What really hobbles the movie is its inability to find one theme and stick with it. The first act begins with Kirk stripped of his command after violating the prime directive and lying about the incident. “Finally,” I thought to myself. The alternate timeline is going to address Kirk’s endless capacity for flouting regulations. However, the education of Kirk quickly falls to the background. The second act, as if recognizing the first was neither brave enough to be a meaningful exploration of terror nor smart enough to sell Kirk as character with sufficient depth to justify an entire movie, changes course toward the Trek trope of an Admiral gone bad. All the while there are flashes of the original “Kirk has no business in command” thread, but it never lasts very long and it’s always delivered as obvious exposition. Meanwhile, some of the Enterprise’s bridge crew complain about the ethics of a military mission to hunt down and kill John Harrison/Khan, which for some reason includes picking a fight with the Klingons. These objections only ever manage to manifest as lip service to Federation doctrine rather than an attempt to tell a morally driven tale.

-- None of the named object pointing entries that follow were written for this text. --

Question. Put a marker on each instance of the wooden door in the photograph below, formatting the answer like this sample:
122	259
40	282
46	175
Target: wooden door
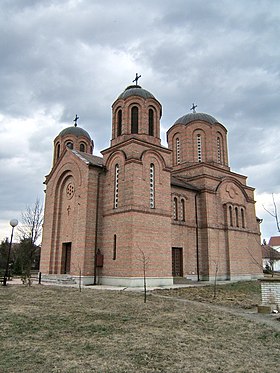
177	262
66	257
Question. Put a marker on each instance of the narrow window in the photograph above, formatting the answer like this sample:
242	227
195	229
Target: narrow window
178	160
199	148
182	209
119	125
57	151
230	216
116	194
219	153
151	122
152	185
134	119
236	216
115	247
242	218
175	208
69	145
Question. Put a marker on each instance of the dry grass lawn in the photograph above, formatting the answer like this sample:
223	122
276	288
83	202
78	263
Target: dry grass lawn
55	329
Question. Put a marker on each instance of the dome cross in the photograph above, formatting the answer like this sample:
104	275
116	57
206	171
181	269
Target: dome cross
193	108
137	77
76	120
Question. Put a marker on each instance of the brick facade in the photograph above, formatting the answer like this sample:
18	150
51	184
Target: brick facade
180	209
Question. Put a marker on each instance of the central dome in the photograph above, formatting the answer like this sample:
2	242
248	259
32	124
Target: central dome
76	131
136	90
185	119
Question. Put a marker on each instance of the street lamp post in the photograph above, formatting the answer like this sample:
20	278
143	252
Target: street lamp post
13	224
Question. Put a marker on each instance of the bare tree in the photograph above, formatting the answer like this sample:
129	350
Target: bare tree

Time out for nerd rage: the Klingon homeworld is Qo’noS. Kronos is the titan who sired Zeus; get it right or go back to television, JJ.
Okay, game on.
By the time we get to the third act, any attempt at telling a story with substance has wholly fallen apart. The movie is little more than lens flare, fist fights on 23rd century garbage trucks, and starships in Lunar orbit falling toward the Earth instead of Luna. Crap, there I go thinking again. Best not think too much about this movie or you might find yourself wondering how a man put into cryogenic suspension in the 20th century manages to be a successful starship engineer in the 23rd. I mean for fuck’s sake, selling somebody on that idea is about as intuitive as framing a temporally transported Isaac Newton as a Manhattan Project engineer.

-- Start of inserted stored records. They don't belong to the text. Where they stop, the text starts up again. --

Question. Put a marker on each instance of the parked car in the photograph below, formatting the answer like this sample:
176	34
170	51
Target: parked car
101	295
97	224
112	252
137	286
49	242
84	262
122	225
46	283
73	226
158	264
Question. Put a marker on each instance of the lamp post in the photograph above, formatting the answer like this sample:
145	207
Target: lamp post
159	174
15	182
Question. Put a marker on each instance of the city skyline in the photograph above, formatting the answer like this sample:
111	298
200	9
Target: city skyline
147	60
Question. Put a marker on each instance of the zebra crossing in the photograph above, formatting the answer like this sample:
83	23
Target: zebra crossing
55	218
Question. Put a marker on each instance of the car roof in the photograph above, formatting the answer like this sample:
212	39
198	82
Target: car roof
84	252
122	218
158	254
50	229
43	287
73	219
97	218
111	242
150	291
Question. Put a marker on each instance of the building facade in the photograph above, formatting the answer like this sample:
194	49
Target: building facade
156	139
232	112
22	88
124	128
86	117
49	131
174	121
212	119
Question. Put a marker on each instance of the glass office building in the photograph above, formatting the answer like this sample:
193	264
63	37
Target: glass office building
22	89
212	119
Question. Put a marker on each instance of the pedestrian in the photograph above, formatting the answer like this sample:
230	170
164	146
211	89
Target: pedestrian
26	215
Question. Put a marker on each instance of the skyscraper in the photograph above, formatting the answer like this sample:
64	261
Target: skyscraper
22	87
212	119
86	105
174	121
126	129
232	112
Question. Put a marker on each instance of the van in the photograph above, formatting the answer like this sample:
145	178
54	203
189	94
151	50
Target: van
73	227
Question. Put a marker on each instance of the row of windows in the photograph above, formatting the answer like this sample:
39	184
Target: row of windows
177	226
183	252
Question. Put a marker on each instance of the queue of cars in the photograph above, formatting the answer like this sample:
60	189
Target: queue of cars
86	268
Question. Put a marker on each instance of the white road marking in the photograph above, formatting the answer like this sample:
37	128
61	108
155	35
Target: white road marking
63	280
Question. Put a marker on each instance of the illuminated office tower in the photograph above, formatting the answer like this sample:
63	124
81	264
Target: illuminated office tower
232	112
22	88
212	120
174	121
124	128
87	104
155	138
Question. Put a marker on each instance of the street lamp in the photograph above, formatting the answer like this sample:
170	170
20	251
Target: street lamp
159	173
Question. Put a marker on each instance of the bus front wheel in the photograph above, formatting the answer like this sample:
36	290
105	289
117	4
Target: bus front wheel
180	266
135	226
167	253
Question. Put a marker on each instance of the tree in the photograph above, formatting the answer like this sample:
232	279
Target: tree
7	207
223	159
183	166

The only, and I mean only, thing which saves STID is the cast. There’s no better person to play a shifty Star Fleet Admiral than Peter Weller. He’s almost as glorious a green screen nosher as Cumberbatch. Simon Pegg’s role as Scotty manages to get fleshed out a bit more, despite his seemingly chronic absence from the Enterprise. Quinto and Urban play Spock and McCoy to the hilt, but much like Pegg, they’re acting talents are wasted on one-offs and bon mots.

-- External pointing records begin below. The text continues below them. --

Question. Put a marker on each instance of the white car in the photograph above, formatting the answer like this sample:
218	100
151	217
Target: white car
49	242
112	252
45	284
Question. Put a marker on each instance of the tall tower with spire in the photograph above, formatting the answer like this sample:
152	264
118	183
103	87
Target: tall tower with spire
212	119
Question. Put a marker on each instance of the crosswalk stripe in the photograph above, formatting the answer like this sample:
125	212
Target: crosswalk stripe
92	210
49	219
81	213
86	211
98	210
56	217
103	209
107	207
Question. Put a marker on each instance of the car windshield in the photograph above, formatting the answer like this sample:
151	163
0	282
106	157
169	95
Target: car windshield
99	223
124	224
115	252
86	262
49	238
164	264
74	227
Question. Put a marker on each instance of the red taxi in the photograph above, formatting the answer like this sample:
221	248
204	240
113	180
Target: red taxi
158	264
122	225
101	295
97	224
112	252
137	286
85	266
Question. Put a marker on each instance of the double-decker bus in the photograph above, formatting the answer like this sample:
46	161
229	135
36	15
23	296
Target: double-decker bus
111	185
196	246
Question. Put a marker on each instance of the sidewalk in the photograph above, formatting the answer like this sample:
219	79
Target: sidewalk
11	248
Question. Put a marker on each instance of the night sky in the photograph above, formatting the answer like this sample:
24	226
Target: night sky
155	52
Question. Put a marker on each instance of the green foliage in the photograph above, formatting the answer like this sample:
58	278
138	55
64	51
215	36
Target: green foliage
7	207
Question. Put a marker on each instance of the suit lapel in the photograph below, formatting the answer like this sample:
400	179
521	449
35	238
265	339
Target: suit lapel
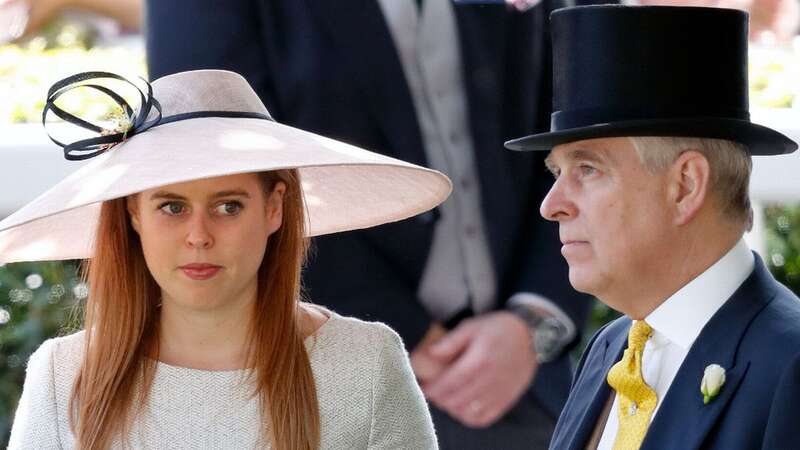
683	421
591	392
360	30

And that’s really all there is to Star Trek Into Darkness. It’s a shallow, brainless, slightly misogynistic, romp into a universe filled with wasted potential. It’s pretty telling when my theories about the movie prove to be more interesting than the plot which actually unfolds. For the record, I thought Cumberbatch was a mirror universe version of Picard at the helm of some Terran Empire ship of badassdom. At least that might justify the “into darkness” part of the title.
Star Trek fans, anemic for a new series, will find the film a suitable short-term palliative. Newcomers to the franchise will probably walk away wondering if all Trek is so shallow. And where the original reboot might have been the thing to reinvigorate the franchise on the small screen, STID comes up well short of such a benchmark.